The Polish immigrant, who killed anti-apartheid activist Chris Hani in 1993, is serving a life sentence at the Kgosi Mampuru II Correctional Facility.

Waluś asked the apex to set aside the Supreme Court of Appeal’s decision to dismiss his leave to appeal against a high court judgment that upheld the refusal of his parole by justice and correctional services minister Ronald Lamola in March 2020. 

Among Lamola’s reasons for denying the parole application was that the trial court which had jailed him had wanted to send a message that would clarify that assassinating political leaders was unacceptable.

Waluś said it was of public importance to establish the reasons and grounds for his continued incarceration.

“If I do not succeed with this application, it appears I will be incarcerated forever, which is an unjust, inhumane and cruel punishment,” he said.

According to the correctional services manuals which came into effect after 1994, Waluś said he should have been eligible for parole after serving 13 years and four months behind bars. He argued he was met with “continuous shifting of the goalposts and new reasons for refusing parole by different ministers”.

Arguing he had done everything possible to prove he had reformed, he said in his papers to court he had turned over a new leaf, realised apartheid was wrong and had grown closer to God during his almost 30-year incarceration. He said he had tried many times to convey his apology to Hani’s widow Limpho and his children.

Waluś said he was no longer a danger to anyone.

“I submit I have demonstrated I have become completely rehabilitated, that I will not repeat such a crime, a similar offence or any crime for that matter in future.

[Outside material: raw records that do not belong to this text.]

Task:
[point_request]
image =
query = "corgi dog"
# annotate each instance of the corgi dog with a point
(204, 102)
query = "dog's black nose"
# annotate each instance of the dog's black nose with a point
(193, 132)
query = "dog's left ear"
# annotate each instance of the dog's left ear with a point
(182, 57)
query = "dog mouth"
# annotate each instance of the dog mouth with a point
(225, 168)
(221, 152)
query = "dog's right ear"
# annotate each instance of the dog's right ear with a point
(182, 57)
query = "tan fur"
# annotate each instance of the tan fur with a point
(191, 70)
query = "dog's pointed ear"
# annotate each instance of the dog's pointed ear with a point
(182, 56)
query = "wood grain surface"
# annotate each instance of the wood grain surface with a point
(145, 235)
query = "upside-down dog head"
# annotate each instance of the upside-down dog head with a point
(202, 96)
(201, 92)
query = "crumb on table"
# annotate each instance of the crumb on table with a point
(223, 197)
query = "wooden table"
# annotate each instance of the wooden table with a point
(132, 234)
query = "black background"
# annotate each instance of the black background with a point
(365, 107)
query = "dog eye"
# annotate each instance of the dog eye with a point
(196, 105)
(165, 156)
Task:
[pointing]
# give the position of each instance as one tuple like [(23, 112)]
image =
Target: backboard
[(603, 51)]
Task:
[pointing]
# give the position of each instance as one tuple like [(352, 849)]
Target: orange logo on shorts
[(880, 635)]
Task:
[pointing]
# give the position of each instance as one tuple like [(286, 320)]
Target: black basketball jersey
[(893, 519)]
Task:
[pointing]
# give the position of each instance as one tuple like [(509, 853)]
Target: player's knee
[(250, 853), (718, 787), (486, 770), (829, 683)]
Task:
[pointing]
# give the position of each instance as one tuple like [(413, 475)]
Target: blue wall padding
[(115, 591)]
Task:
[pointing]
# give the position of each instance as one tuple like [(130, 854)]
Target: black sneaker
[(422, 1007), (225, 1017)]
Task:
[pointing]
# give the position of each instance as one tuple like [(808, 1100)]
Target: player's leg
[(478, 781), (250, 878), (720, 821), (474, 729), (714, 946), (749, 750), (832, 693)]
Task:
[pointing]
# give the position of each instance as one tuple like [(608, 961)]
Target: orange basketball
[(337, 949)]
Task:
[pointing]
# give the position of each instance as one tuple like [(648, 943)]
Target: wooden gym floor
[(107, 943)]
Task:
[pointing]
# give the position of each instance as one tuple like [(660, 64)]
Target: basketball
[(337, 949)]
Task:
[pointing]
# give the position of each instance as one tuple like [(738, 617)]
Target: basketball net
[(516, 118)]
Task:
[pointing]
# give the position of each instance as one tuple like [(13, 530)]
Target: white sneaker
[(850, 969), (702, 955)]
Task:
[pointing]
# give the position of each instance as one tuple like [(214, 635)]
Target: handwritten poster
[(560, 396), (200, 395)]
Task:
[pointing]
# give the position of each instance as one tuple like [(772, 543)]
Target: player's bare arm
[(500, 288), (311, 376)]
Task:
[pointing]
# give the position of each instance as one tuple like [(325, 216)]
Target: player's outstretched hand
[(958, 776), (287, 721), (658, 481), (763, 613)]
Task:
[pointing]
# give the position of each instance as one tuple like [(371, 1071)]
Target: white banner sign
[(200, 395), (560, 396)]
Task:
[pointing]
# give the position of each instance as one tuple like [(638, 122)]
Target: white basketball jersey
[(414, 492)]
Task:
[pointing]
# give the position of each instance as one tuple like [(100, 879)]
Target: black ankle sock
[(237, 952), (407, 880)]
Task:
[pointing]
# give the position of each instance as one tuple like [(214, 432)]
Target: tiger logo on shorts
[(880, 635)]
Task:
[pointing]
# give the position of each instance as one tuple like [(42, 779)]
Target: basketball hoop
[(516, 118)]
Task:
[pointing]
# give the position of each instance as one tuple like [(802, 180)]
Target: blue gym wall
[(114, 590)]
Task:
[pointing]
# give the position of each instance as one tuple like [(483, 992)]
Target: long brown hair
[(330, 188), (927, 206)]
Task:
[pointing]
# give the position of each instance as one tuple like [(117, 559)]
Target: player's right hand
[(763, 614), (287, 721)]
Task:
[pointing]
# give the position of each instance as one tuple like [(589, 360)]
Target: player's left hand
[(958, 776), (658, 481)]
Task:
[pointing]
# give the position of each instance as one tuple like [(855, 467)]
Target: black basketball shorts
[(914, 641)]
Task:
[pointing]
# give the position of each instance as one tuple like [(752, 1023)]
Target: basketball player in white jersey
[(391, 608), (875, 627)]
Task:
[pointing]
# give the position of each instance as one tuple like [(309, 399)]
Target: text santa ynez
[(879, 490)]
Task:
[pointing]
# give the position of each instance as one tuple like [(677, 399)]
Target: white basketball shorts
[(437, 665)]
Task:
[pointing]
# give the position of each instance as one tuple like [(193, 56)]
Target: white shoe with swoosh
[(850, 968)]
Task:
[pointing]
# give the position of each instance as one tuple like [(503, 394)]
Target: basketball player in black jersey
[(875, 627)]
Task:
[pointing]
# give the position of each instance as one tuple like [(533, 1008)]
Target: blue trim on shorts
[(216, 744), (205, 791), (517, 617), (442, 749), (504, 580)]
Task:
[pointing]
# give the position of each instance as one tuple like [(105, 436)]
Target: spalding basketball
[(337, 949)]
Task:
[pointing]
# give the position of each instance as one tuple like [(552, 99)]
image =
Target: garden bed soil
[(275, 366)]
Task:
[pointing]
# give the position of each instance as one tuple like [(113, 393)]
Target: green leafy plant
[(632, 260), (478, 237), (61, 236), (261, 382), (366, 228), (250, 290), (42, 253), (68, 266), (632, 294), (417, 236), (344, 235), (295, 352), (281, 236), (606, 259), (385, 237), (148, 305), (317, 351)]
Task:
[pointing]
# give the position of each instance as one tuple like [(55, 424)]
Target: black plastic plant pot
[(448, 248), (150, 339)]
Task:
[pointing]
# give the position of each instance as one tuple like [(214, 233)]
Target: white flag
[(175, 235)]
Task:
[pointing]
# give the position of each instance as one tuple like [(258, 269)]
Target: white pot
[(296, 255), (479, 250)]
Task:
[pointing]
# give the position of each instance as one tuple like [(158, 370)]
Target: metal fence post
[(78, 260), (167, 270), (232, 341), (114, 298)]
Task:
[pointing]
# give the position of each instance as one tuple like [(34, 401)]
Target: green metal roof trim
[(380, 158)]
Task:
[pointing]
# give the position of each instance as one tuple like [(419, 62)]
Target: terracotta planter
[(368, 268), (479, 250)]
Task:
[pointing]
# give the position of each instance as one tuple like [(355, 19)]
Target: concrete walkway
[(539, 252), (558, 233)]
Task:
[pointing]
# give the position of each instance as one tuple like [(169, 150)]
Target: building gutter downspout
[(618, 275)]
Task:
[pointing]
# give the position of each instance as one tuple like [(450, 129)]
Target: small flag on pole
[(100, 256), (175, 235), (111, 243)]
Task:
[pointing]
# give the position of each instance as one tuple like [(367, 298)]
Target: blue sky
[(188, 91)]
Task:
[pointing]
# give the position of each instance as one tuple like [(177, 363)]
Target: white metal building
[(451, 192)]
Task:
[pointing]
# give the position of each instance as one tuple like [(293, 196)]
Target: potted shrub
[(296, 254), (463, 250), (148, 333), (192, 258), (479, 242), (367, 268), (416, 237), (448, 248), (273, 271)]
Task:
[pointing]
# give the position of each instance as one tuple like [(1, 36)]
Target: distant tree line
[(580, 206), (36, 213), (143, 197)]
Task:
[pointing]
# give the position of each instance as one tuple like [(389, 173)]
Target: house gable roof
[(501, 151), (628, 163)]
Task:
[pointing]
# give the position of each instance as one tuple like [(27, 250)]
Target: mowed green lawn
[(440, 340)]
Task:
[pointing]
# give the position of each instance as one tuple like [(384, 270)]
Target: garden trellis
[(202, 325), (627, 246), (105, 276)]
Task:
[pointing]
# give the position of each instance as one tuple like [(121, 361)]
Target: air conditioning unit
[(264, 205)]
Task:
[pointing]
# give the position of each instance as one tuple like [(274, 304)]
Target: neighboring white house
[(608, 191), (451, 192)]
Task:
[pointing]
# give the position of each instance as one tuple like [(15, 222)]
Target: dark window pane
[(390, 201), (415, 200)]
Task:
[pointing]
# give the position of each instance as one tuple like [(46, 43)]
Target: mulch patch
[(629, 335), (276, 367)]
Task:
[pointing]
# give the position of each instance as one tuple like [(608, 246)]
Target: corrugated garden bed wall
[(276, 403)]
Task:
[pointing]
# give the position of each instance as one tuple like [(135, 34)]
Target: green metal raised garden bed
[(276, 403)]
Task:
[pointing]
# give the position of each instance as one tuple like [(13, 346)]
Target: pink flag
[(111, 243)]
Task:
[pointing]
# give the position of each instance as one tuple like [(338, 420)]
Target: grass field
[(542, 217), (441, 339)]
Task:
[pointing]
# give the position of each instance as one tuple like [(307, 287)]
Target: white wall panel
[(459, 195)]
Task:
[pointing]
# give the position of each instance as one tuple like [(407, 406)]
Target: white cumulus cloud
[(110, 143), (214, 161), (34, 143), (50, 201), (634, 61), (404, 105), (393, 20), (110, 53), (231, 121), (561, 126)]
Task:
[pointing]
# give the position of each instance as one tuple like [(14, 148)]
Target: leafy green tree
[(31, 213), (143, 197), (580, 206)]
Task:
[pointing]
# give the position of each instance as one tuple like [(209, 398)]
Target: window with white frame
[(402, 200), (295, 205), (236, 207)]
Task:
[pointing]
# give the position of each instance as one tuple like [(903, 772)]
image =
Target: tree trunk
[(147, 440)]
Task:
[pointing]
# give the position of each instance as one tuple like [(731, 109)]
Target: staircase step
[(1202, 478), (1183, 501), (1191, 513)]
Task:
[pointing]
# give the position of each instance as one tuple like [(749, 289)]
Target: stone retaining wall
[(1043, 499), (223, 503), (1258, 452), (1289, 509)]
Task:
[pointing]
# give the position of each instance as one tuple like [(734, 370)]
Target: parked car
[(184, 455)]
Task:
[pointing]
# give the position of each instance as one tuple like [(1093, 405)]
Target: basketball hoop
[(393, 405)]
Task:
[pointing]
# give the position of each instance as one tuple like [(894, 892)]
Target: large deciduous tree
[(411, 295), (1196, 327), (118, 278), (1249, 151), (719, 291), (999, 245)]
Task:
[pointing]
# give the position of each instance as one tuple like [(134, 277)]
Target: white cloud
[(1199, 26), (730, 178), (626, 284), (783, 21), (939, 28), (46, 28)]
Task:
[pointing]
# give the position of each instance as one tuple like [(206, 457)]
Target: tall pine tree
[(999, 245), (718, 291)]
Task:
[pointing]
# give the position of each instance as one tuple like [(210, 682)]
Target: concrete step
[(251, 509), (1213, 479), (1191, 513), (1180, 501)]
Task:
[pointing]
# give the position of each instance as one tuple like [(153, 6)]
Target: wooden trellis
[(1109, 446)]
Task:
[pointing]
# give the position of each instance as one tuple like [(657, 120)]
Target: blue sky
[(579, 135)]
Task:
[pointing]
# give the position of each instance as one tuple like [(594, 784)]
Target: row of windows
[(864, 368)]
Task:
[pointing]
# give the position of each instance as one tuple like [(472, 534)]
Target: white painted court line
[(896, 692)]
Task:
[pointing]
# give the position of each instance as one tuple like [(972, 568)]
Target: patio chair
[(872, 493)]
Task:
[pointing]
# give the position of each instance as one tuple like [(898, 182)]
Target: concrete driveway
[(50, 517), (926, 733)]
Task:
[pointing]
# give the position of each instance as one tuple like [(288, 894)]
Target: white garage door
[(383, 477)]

I am genuinely sorry for what I have done.”

The slain South African Communist Party leader’s widow has consistently opposed the parole bids by Waluś, saying the crime shook the very core of the democratic and free society the country was trying to build at the time.

The motive for the murder was not only personal but carefully designed to thrust the country into a political catastrophe, she said in court papers.

She believes Waluś has failed to make a full disclosure about the murder and his assassination of her husband was intended to be the first of many political assassinations.